In the bedroom she slipped between the cold sheets. The wind howled outside, a lonely sound; she sensed movement in the rooms beneath her. Dinah rarely saw the Patels; she knew them only through their noises—dish washing, laughter, the low hum of the radio. She was grateful for their presence below her, a buffer between her and the street.

Her aching back released into the mattress. Beneath her the noises grew louder. She heard them several times a week: a soft whimpering, like an animal’s cry; the rumble of a deeper voice. Dinah held her breath. She waited for the usual cadence, the rhythmic thud of the headboard against the wall. Dillip was slender and soft-spoken; she imagined he would be very gentle.

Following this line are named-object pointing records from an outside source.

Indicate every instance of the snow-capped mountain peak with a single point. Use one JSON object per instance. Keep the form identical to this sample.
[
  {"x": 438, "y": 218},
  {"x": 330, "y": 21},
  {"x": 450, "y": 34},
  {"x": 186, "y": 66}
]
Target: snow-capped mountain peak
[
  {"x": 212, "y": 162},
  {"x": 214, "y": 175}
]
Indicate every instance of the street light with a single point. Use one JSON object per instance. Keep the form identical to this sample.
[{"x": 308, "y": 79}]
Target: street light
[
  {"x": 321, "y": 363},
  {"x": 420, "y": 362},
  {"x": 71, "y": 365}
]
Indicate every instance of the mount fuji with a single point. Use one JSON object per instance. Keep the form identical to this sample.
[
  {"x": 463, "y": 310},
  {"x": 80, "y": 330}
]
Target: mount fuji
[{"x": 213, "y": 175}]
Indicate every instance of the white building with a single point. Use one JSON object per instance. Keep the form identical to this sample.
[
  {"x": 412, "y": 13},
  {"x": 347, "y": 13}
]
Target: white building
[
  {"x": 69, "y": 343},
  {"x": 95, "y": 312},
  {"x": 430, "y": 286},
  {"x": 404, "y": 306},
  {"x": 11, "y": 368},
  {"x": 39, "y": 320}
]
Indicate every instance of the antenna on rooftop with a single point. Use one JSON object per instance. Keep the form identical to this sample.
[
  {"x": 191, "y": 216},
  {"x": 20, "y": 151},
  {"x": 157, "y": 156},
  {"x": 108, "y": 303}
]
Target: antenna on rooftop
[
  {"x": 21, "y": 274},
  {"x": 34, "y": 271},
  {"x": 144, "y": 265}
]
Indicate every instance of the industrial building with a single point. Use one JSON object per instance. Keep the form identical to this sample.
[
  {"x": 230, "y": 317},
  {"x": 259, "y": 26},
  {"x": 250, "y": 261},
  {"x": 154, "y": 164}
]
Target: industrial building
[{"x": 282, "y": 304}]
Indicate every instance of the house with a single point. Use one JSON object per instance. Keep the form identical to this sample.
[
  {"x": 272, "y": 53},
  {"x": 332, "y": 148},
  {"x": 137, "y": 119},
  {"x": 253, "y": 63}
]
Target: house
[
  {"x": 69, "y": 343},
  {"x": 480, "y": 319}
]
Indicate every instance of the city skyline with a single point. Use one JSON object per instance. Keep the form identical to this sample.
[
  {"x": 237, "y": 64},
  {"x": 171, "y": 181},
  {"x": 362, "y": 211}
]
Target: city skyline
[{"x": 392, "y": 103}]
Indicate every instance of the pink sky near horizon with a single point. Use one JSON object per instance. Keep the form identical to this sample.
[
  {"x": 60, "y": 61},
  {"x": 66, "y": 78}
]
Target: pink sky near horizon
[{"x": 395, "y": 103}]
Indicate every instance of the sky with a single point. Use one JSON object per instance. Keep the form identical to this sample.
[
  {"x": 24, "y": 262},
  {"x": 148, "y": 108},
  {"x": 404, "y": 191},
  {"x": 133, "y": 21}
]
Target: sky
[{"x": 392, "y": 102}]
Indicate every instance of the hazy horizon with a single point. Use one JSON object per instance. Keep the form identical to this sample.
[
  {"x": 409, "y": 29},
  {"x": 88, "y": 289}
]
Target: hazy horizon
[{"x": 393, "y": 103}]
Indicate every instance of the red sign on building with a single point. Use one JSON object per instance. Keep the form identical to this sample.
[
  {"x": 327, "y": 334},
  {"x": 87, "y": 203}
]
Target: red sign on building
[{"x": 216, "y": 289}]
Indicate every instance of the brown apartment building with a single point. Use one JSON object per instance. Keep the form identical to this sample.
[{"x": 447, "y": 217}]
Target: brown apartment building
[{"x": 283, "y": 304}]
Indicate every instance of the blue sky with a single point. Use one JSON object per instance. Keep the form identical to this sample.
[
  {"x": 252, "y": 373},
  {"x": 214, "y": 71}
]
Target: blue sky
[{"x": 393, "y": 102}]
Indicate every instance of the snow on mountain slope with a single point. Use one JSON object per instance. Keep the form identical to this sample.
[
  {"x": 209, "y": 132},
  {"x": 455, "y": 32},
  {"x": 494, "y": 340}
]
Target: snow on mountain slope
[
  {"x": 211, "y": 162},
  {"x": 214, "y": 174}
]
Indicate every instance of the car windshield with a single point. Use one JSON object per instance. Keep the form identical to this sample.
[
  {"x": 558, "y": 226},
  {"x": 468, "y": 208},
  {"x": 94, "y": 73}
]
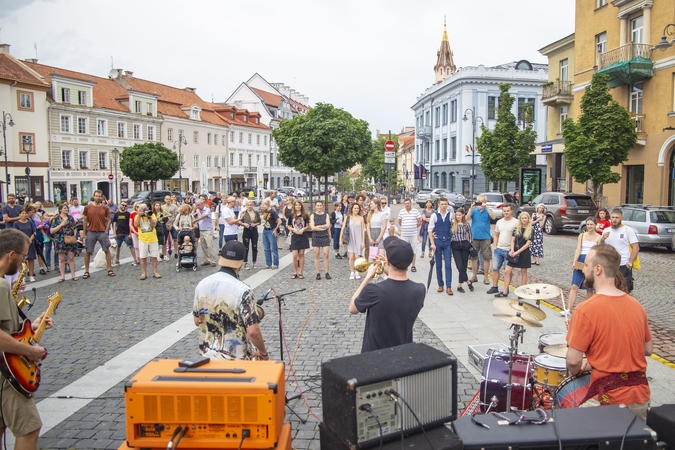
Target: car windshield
[{"x": 662, "y": 216}]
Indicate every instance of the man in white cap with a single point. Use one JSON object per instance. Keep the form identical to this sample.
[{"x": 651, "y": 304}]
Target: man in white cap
[{"x": 224, "y": 310}]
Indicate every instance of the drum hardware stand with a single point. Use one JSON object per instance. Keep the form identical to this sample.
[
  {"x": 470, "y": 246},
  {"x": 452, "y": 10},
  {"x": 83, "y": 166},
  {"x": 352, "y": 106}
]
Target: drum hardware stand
[{"x": 280, "y": 299}]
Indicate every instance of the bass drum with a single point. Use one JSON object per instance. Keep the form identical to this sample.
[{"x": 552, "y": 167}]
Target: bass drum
[{"x": 496, "y": 376}]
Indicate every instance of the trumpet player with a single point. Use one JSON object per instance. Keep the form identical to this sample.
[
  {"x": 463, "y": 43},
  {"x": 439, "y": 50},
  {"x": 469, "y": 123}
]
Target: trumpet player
[
  {"x": 224, "y": 310},
  {"x": 391, "y": 306}
]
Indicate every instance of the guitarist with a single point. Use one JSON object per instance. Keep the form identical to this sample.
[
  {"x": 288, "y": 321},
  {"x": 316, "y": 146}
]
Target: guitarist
[{"x": 18, "y": 413}]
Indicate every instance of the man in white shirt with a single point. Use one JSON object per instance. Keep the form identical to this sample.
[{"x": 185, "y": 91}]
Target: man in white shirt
[
  {"x": 502, "y": 246},
  {"x": 229, "y": 221},
  {"x": 622, "y": 237}
]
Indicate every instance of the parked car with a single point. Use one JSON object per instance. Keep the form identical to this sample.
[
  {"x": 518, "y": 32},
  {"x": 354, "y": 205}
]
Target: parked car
[
  {"x": 495, "y": 201},
  {"x": 564, "y": 210},
  {"x": 654, "y": 225}
]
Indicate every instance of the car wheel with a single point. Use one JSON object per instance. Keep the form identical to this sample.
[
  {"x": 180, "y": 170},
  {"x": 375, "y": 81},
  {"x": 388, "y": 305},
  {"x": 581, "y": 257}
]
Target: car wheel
[{"x": 549, "y": 226}]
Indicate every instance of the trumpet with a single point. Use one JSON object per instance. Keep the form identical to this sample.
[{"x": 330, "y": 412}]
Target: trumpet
[{"x": 361, "y": 265}]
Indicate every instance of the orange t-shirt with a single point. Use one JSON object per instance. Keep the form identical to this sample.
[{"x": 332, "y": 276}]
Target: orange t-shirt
[{"x": 612, "y": 331}]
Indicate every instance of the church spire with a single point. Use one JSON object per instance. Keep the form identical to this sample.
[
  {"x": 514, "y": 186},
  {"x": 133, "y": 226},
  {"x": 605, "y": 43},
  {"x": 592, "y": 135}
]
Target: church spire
[{"x": 445, "y": 66}]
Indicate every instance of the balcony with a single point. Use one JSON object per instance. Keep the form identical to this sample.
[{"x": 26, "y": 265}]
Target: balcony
[
  {"x": 557, "y": 93},
  {"x": 627, "y": 64}
]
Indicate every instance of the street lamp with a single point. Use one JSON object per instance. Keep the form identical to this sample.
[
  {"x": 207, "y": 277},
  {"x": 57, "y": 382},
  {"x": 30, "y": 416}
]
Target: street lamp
[
  {"x": 474, "y": 119},
  {"x": 4, "y": 138},
  {"x": 27, "y": 147},
  {"x": 182, "y": 140},
  {"x": 116, "y": 152}
]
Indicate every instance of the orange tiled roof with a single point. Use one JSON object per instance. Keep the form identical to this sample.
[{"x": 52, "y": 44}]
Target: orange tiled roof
[
  {"x": 105, "y": 90},
  {"x": 13, "y": 69}
]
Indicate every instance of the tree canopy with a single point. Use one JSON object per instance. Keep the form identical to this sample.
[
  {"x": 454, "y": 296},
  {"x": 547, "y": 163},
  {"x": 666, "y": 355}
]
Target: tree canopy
[
  {"x": 150, "y": 161},
  {"x": 600, "y": 139},
  {"x": 507, "y": 148},
  {"x": 324, "y": 141}
]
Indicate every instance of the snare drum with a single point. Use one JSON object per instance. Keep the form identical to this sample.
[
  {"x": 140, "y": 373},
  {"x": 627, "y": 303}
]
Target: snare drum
[
  {"x": 549, "y": 370},
  {"x": 556, "y": 338},
  {"x": 573, "y": 390},
  {"x": 496, "y": 376}
]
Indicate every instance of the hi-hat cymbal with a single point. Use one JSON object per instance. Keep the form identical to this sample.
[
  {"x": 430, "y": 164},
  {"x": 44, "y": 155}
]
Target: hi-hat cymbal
[
  {"x": 539, "y": 291},
  {"x": 517, "y": 320},
  {"x": 512, "y": 306}
]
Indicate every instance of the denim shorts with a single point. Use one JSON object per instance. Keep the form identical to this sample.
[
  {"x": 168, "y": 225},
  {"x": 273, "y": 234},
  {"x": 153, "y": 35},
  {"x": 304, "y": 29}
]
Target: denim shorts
[{"x": 499, "y": 258}]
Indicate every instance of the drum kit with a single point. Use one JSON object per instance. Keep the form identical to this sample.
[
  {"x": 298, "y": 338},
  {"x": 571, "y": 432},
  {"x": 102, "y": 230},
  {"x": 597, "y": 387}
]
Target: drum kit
[{"x": 513, "y": 379}]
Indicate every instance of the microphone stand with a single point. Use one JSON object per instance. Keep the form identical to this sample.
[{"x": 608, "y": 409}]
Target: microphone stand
[{"x": 280, "y": 299}]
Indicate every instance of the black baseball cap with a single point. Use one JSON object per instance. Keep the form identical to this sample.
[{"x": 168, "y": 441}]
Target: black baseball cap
[
  {"x": 399, "y": 252},
  {"x": 232, "y": 254}
]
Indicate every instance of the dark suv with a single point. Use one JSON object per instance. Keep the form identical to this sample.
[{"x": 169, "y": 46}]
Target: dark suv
[{"x": 564, "y": 210}]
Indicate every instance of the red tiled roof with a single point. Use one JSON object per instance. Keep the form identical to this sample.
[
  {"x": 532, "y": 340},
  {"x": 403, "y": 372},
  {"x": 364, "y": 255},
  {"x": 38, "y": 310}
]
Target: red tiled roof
[{"x": 13, "y": 69}]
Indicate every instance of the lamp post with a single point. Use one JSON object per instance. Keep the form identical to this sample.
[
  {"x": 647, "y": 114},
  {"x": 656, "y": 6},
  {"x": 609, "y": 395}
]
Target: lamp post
[
  {"x": 182, "y": 140},
  {"x": 474, "y": 119},
  {"x": 27, "y": 147},
  {"x": 5, "y": 116},
  {"x": 116, "y": 152}
]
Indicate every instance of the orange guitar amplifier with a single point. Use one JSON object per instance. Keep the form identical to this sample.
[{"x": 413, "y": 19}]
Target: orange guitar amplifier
[{"x": 217, "y": 402}]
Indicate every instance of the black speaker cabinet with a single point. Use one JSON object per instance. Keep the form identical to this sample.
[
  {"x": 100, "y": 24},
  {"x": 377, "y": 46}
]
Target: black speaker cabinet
[
  {"x": 424, "y": 377},
  {"x": 600, "y": 427}
]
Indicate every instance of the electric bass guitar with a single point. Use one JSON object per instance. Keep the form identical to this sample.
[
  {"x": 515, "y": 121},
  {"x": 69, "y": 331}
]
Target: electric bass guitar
[{"x": 22, "y": 373}]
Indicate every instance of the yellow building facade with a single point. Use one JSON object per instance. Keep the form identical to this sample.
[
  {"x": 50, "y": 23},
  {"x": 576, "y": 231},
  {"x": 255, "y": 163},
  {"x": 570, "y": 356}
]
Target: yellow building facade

The sounds quickened. Dinah closed her eyes and thought of Dillip’s skin, the hard muscles of his legs—in the summer he rode his bicycle in terry-cloth shorts. He was studying to be an obstetrician; he would know her body better than she did herself.

A small cry, a sudden silence. Dinah imagined the heat of his mouth, his hands on her face, loving and uncritical; hands that ushered newborn babies into life. She closed her eyes. Outside, snow floated down from heaven. Somewhere, not far away, Reverend Kimble was sleeping.